JG: For sure. The song is definitely railing against the pursuit of money and materialism, but there is also an element of self-aware frustration with one's OWN pursuit. The instrumentation does reflect that I think, and it's really cool to me that you picked up on it. Originally, this was a relatively bare bones song. I asked a friend to write and record some violin tracks, not knowing how it'd turn out or if I'd keep them, and was just floored by what he gave me. I loved it. We talked about it later and both admitted that it changed the overall feel of the song, which was something he was afraid of doing but something I pretty heavily leaned into. I do feel like the song has a luxurious feel to it with the violin tracks. I guess that is why I tried to give the song away as a free download for the most part, knowing it would be weird to sing "all you want is money" and then charge a dollar for it. I guess it is up on iTunes still, but when we premiered it, it was just a Soundcloud and Bandcamp download.
SC: What was your writing process like for this song?

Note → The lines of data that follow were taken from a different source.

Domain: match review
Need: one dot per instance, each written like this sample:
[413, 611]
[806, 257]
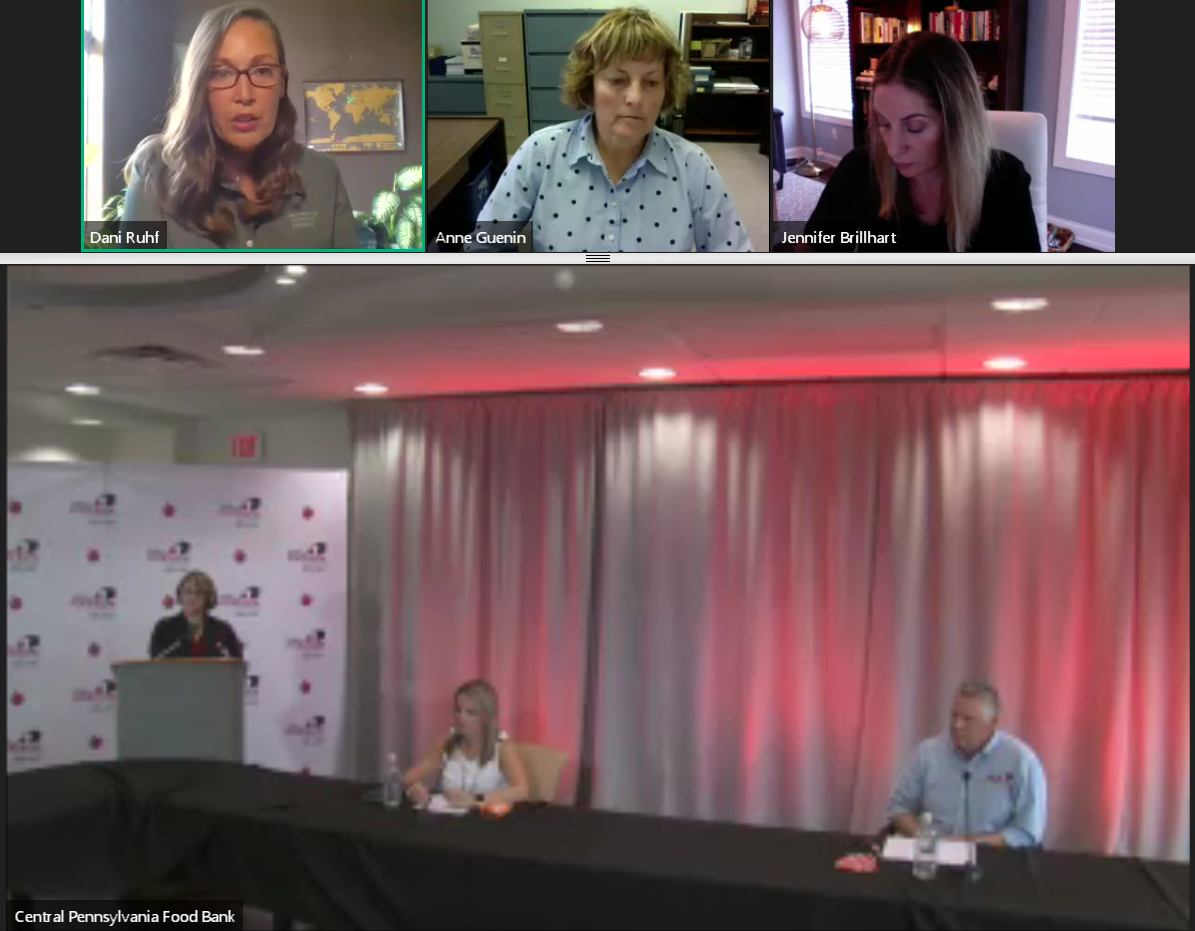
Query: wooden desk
[452, 141]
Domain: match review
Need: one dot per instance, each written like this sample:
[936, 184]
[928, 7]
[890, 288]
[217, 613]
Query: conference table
[316, 850]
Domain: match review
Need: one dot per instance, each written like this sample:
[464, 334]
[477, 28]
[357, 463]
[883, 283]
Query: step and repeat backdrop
[95, 558]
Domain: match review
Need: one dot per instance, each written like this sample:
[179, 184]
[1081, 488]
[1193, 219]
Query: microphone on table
[972, 869]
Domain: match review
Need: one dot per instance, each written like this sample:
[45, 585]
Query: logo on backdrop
[313, 558]
[310, 733]
[311, 647]
[246, 514]
[25, 651]
[99, 606]
[100, 699]
[100, 510]
[245, 605]
[25, 556]
[26, 748]
[175, 558]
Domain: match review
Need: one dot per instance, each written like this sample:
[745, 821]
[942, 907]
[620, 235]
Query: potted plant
[398, 212]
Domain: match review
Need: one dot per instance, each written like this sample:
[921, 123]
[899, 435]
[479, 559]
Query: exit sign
[246, 446]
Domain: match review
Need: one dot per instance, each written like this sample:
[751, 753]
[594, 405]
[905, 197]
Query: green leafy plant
[110, 218]
[399, 210]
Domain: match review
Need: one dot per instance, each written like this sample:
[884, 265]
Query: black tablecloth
[312, 849]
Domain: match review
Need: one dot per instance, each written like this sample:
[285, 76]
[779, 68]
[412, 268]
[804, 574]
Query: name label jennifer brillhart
[858, 238]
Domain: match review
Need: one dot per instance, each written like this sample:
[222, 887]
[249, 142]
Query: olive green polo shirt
[314, 213]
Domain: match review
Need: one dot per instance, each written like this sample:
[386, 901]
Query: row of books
[881, 29]
[981, 25]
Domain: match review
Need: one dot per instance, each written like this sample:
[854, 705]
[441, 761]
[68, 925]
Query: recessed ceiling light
[581, 326]
[1019, 305]
[1005, 363]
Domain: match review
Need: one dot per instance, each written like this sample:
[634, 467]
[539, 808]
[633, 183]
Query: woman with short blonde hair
[475, 766]
[614, 181]
[929, 179]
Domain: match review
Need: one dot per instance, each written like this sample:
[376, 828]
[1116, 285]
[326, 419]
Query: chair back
[544, 767]
[1025, 135]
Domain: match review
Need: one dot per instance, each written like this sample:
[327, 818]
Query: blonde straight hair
[939, 69]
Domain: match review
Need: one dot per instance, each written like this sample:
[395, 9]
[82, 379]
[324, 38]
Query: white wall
[448, 19]
[34, 440]
[307, 441]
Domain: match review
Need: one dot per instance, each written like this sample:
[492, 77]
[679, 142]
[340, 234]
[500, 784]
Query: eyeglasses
[222, 77]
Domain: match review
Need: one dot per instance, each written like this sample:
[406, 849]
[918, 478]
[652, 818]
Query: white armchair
[1024, 135]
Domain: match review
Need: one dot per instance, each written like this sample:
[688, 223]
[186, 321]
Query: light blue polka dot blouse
[670, 200]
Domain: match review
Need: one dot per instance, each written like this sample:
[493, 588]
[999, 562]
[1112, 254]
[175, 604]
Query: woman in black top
[194, 631]
[929, 179]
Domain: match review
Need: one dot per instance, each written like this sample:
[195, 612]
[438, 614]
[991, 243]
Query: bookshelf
[728, 116]
[1003, 59]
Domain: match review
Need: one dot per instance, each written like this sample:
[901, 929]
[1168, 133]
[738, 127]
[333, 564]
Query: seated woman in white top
[475, 766]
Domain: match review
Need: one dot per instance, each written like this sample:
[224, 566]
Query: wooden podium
[181, 710]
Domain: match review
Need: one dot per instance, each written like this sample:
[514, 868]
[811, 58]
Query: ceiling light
[1005, 363]
[1019, 305]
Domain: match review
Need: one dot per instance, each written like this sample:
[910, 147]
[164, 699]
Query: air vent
[153, 355]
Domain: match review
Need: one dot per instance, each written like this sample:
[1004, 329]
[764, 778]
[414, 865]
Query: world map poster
[354, 116]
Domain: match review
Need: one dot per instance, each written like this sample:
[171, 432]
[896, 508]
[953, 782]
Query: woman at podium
[194, 632]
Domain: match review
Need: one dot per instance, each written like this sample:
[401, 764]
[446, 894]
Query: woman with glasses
[226, 172]
[192, 631]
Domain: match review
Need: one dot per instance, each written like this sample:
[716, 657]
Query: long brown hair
[485, 698]
[939, 69]
[181, 165]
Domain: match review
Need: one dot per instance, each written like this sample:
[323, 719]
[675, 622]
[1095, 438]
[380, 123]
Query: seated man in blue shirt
[613, 181]
[1000, 778]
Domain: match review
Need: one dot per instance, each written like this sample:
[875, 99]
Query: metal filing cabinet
[551, 35]
[503, 60]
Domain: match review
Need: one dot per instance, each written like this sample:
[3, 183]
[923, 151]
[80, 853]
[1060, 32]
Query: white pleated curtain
[751, 604]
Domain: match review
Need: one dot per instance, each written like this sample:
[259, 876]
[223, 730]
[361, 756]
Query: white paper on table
[440, 806]
[950, 852]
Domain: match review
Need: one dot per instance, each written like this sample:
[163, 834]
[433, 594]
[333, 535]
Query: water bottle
[925, 849]
[392, 784]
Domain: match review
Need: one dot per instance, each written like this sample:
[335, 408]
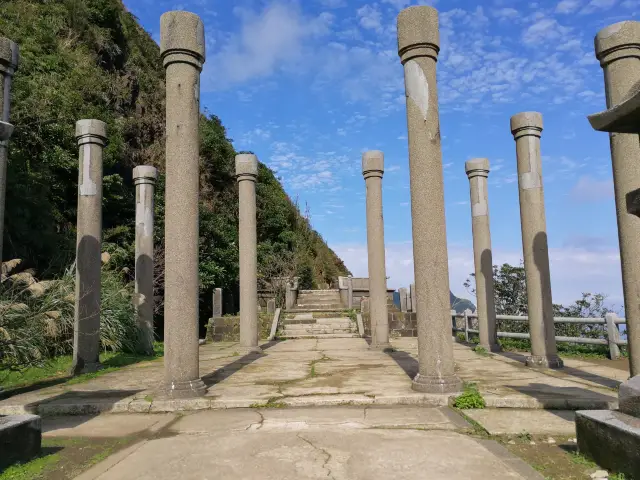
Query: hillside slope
[91, 59]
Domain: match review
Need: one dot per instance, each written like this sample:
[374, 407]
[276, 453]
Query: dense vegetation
[91, 59]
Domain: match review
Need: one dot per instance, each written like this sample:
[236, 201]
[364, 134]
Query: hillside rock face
[92, 59]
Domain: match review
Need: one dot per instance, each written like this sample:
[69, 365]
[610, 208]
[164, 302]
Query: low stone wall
[401, 324]
[227, 328]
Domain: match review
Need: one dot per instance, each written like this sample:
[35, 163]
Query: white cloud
[588, 189]
[267, 39]
[568, 6]
[573, 269]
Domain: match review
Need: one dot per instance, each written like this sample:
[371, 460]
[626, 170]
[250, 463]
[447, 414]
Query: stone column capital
[91, 131]
[372, 164]
[477, 167]
[418, 33]
[182, 39]
[620, 40]
[526, 123]
[246, 167]
[9, 56]
[145, 174]
[6, 130]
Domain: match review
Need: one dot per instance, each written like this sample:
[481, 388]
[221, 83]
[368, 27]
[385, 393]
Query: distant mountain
[460, 304]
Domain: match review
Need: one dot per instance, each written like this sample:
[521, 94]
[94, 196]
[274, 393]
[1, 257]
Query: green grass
[59, 367]
[470, 398]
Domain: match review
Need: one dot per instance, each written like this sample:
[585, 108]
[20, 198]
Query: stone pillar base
[544, 361]
[247, 350]
[380, 346]
[494, 348]
[186, 389]
[451, 384]
[86, 368]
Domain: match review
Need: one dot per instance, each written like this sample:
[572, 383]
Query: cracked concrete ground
[299, 443]
[321, 372]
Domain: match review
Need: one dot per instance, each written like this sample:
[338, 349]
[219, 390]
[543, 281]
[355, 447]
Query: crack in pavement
[327, 460]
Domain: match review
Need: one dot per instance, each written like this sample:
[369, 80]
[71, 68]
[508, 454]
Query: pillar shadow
[406, 362]
[226, 371]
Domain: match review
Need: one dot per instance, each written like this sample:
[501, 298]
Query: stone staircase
[318, 314]
[318, 301]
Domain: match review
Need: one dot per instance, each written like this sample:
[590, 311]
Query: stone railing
[611, 320]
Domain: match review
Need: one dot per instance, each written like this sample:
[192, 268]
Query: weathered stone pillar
[246, 174]
[182, 48]
[92, 137]
[9, 59]
[418, 47]
[526, 128]
[144, 178]
[618, 49]
[217, 303]
[478, 171]
[372, 170]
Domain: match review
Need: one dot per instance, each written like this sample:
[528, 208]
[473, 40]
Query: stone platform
[326, 372]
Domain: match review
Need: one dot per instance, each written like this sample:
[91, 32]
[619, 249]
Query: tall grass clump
[36, 318]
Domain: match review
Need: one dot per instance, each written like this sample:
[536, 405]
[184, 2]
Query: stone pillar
[91, 136]
[182, 49]
[404, 296]
[618, 49]
[9, 59]
[372, 170]
[217, 303]
[478, 171]
[246, 175]
[418, 47]
[527, 130]
[144, 178]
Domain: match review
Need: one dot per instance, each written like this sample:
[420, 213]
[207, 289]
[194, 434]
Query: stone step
[326, 335]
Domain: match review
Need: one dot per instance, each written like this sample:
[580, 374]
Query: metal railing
[611, 320]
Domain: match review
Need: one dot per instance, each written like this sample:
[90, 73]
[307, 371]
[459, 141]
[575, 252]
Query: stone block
[611, 439]
[629, 397]
[20, 438]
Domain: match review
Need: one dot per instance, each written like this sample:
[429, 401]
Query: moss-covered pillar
[182, 48]
[92, 137]
[372, 170]
[618, 49]
[526, 128]
[478, 171]
[9, 59]
[144, 179]
[246, 175]
[418, 47]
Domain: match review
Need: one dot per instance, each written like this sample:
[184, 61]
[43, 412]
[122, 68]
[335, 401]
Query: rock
[629, 397]
[10, 266]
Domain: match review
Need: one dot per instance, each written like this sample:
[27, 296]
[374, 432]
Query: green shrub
[470, 398]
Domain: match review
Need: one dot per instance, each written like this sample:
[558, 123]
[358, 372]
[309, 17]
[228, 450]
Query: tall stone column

JG: Most of the stuff I write begins with just some rhythm acoustic guitar, this song included. When I like a progression, I typically stumble on a melody with some nonsense lyrics or search for a melody with a few specific lyrics in mind. With this song, I had a few lines written down, some weren't really even related to each other, and went from there. The line "the way the birds circle death" was plucked and interpolated from something I dictated to my phone while driving past a landfill in Florida last year. It just happened to work really well with the rest of the lyrics, and so I cannibalized whatever else it was meant for, I don't even remember at this point. For the instruments, I recorded it all except drums and violins, and asked my friends Gus and Robert to do those, respectively.
SC: How often do you write? Do you keep a songwriting schedule or do you wait to be inspired?
JG: I probably write at least a few verses or half-formed songs every month, but not on a schedule. Normally I have a pretty large backlog of unrecorded songs that I'm sitting on or saving for later. I've forced myself into being very busy all the time with my home life, running a small record label, working my day job, writing fiction on the side, and playing rhythm guitar in the band Pony League, so I have to steal time these days to really focus on Mountain Party.
SC: How does your community of songwriters influence your writing?
I try to let them influence me as often as possible, and that is easier now that I'm playing in a band where I'm surrounded by talented musicians. But I also end up writing stuff that is a bit different than what I normally play with other people. I think that might be why I have a hard time sticking to one style.